In early 2025, the Chinese artificial-intelligence company DeepSeek, based in Hangzhou, unveiled DeepSeek-R1, a high-performance large language model developed at a fraction of the cost of its Western counterparts. Silicon Valley investor Marc Andreessen called it “AI’s Sputnik moment”. Later that year, Chinese robotics firm Unitree, also based in Hangzhou, released its R1 humanoid robot, which has capabilities approaching those of much more expensive Western systems. Together, these advances have revived a global debate about how nations cultivate and secure technological leadership.
The number of China’s elite scientists who have been trained abroad is falling
The composition of teams at these firms is revealing. DeepSeek’s research cohort is mostly domestically trained, with many members under 30. Unitree’s engineers are similarly young and trained mainly in China.
Together, these cases suggest that cutting-edge innovation need not depend on researchers learning skills overseas and returning to their home country. A homegrown pipeline for talent is possible — but the model must be sustainable. How can countries build one strong enough to support innovation over time? The answer is to start at the earliest stages of education.
Competition for talent is growing
For decades, China, like many other countries, built its scientific capacity through a narrow pathway: high-stakes exams selected top students, elite universities concentrated resources to train them, overseas positions supplied them with advanced expertise and their return replenished domestic research leadership. That model was effective for catching up with technological developments being pioneered elsewhere. But it rested on global conditions that are becoming less reliable.
As geopolitical tensions disrupt cross-border study, research collaborations and talent flows — and as many countries, including China, continue to face limitations in attracting foreign talent1 innovation systems can no longer rely on a global pool of mobile elite talent alone. But to sustain a domestic model of innovation, the key question is where that domestic talent base comes from — and how it can be built up from scratch.

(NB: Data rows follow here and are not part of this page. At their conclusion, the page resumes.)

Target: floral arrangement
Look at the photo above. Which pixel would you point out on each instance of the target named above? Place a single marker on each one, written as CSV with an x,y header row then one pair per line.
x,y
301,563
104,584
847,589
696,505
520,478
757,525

Innovation policy must move upstream
The answer lies in how scientific talent develops. It does not begin with specialization at university, but evolves in stages: preschool and the early primary or elementary years shape curiosity and hands-on skills; upper elementary and secondary-school education foster critical thinking and conceptual understanding; and higher education refines specialization and career trajectories2. Systems that invest mainly at the final stage are therefore trying to reap innovation from inadequate foundations.

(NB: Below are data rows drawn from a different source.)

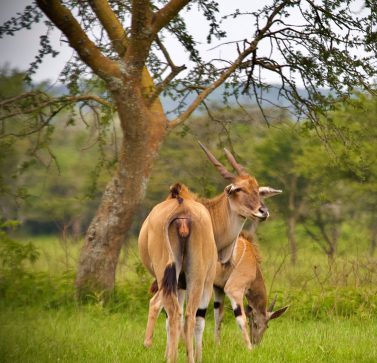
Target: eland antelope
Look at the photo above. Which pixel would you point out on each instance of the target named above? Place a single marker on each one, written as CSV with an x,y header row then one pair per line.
x,y
177,238
242,276
241,199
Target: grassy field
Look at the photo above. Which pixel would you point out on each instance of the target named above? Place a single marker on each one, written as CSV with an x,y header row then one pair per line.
x,y
332,315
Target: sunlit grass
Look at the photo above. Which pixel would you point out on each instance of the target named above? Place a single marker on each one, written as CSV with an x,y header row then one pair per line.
x,y
91,334
332,314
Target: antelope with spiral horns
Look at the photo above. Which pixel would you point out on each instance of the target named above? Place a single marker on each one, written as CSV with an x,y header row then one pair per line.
x,y
243,275
241,200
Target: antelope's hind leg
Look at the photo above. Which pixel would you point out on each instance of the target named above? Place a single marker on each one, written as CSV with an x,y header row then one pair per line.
x,y
236,298
200,319
155,306
172,308
218,310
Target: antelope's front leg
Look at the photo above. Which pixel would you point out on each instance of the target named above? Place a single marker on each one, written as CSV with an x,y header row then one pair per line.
x,y
218,310
236,299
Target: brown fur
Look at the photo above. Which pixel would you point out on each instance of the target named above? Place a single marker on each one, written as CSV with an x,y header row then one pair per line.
x,y
228,212
243,276
178,238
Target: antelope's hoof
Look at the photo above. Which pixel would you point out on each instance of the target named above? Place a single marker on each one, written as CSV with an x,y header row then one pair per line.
x,y
147,343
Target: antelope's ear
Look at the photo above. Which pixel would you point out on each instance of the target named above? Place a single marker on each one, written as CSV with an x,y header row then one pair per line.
x,y
277,313
231,188
267,192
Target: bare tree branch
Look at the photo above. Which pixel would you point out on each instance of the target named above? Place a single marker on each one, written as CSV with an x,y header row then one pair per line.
x,y
86,49
112,25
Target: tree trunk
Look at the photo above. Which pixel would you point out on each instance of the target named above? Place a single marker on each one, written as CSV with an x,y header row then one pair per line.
x,y
373,241
144,129
291,232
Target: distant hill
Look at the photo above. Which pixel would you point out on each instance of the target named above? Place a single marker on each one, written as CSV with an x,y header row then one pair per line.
x,y
271,98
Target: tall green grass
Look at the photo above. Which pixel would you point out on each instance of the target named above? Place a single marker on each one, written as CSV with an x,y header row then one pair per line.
x,y
332,314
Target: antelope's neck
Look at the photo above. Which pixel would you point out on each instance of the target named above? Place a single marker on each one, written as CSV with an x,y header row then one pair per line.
x,y
226,224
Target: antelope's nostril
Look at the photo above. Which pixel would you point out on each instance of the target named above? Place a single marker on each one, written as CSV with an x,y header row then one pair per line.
x,y
264,211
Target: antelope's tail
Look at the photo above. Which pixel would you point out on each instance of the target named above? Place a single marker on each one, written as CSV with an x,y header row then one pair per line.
x,y
182,223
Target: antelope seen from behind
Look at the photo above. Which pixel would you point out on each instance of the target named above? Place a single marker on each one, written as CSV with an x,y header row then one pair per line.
x,y
241,200
177,238
242,276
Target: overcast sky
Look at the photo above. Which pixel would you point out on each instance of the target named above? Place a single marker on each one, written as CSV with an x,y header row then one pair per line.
x,y
20,50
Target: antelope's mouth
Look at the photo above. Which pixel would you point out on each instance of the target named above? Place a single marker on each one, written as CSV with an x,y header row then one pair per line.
x,y
260,216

This helps to explain why education reforms announced in China in 2025 are directing more attention upstream. The aim is no longer simply to expand science teaching in the classroom, but to build a broader science-learning ecosystem across all educational levels. Initiatives such as the Fertile Soil Plan (see go.nature.com/4rt8ip; in Chinese) aim to cultivate scientific literacy and strengthen the innovation capabilities of primary- and secondary-school students by replacing rote coverage with interdisciplinary, hands-on, project-based learning tied to real-world problem solving. The wider ambition is to engage students at earlier educational stages in how science is actually done: posing questions, conducting experiments, testing ideas and working across disciplinary boundaries.